In the context of national security, the launch of Drishti is already being described as a strategic inflection point. Senior military sources have pointed out that during Operation Sindoor—India’s recent cross-border strikes—the Indian military had to rely on commercial American satellite imagery to conduct bomb damage assessments. Drishti closes that gap permanently. It offers a sovereign, persistent, all-weather “eye in the sky” that peers down on adversarial terrain regardless of the time of day or meteorological conditions.
Lt. Gen. A.K. Bhatt (Retd.), Director General of the Indian Space Association (ISpA), emphasized this shift, stating, “The successful launch of GalaxEye’s first satellite under Mission Drishti marks a pivotal shift in India’s approach to Earth observation. It serves as a definitive proof-of-concept for India’s private space sector reforms and signals a transition from small-scale testing to sovereign, all-weather surveillance capabilities critical for national security and disaster response”. This capability provides a continuous watch over troop movements and infrastructure in contested zones, ensuring that bad weather no longer offers operational cover to adversaries.

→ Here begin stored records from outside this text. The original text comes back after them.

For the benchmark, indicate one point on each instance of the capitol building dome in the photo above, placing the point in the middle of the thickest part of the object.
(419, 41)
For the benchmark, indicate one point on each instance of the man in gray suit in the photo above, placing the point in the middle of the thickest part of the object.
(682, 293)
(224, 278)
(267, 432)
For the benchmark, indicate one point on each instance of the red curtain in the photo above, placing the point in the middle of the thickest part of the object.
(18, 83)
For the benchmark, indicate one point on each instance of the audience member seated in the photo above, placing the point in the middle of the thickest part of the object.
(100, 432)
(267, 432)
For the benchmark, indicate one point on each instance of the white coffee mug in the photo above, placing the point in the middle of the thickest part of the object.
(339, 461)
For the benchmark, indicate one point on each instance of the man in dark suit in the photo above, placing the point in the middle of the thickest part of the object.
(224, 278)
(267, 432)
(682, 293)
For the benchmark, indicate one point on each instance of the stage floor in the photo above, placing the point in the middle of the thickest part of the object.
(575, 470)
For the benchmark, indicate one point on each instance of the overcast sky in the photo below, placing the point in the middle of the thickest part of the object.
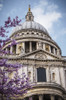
(50, 13)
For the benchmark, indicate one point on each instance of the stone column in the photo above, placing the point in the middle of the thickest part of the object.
(41, 97)
(23, 48)
(30, 46)
(52, 97)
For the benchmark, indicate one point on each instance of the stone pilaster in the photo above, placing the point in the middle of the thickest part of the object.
(30, 46)
(40, 97)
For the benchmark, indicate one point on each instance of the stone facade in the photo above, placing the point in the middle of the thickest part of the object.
(37, 51)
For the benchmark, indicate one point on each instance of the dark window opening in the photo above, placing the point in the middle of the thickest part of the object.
(41, 75)
(52, 49)
(33, 46)
(14, 49)
(26, 47)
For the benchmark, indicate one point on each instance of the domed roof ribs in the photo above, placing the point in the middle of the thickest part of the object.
(29, 16)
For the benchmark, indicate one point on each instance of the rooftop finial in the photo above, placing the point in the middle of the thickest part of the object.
(29, 8)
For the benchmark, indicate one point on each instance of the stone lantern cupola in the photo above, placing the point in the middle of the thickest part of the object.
(29, 16)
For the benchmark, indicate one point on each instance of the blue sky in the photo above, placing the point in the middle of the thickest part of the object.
(50, 13)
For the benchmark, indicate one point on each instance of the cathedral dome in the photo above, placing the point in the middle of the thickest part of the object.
(30, 25)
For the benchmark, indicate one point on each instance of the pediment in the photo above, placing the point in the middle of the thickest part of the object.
(40, 55)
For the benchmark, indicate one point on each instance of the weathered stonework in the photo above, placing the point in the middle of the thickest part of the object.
(43, 52)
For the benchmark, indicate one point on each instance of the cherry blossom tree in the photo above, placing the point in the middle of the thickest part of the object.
(17, 85)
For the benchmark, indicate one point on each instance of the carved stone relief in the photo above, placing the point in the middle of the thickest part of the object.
(40, 56)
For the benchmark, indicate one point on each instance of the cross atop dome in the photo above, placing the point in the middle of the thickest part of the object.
(29, 16)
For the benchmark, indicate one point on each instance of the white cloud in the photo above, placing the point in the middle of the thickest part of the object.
(1, 5)
(46, 14)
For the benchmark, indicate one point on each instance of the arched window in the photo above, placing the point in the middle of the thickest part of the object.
(41, 75)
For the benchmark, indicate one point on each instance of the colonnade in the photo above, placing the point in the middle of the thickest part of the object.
(44, 97)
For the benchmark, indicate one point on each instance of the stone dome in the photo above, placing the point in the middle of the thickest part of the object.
(30, 25)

Beyond the battlefield, the dual-use nature of Mission Drishti is poised to revolutionize civilian applications ranging from agriculture to infrastructure. Prime Minister Narendra Modi hailed the achievement as a landmark, stating it was “a testament to our youth’s passion for innovation and nation-building” . Union Home Minister Amit Shah echoed this sentiment, noting that the launch “will change how our Earth is observed and emboss the prowess of our youth on the globe, realising Modi Ji’s vision of a space-power India” .
The technology allows for precise monitoring of flood plains even through cyclonic cloud cover, assessment of crop health during the monsoon, and the tracking of maritime vessels in the dense fog of the northern bays. The former ISRO chairman highlighted the entrepreneurial drive behind the mission, explaining, “This can become the gold standard for the world. This is something that we are doing completely in India, never tried before in the world”. The satellite is currently undergoing commissioning, but the intent is already clear: to build a constellation of up to ten such satellites by 2030, creating a dense, real-time mesh of data around the planet.
Finally, Mission Drishti is a resounding validation of India’s space sector reforms. For decades, space was the exclusive domain of the government-run ISRO. However, the establishment of IN-SPACe (Indian National Space Promotion and Authorization Center) has actively nurtured private talent. GalaxEye, incubated at IIT Madras, is the product of over five years of indigenous R&D, proving that Indian start-ups can not only build hardware for the brutal environment of space but can also file global patents on core technologies.
Dr Pawan Goenka, Chairman of IN-SPACe, stated, “The sustained effort over the last five to six years on confidence-building, capacity-building, and the commercialisation of India’s private space technology ecosystem is now showing tangible results. Mission Drishti by GalaxEye is a fine example of this”. Furthermore, a landmark partnership with NewSpace India Limited (NSIL) , ISRO’s commercial arm, ensures that the data generated by this private satellite will be distributed globally, turning India from a consumer of foreign space data into a curator and seller of a unique, high-value intelligence product. Drishti has not just reached orbit; it has redefined the vantage point from which India—and the world—sees everything below.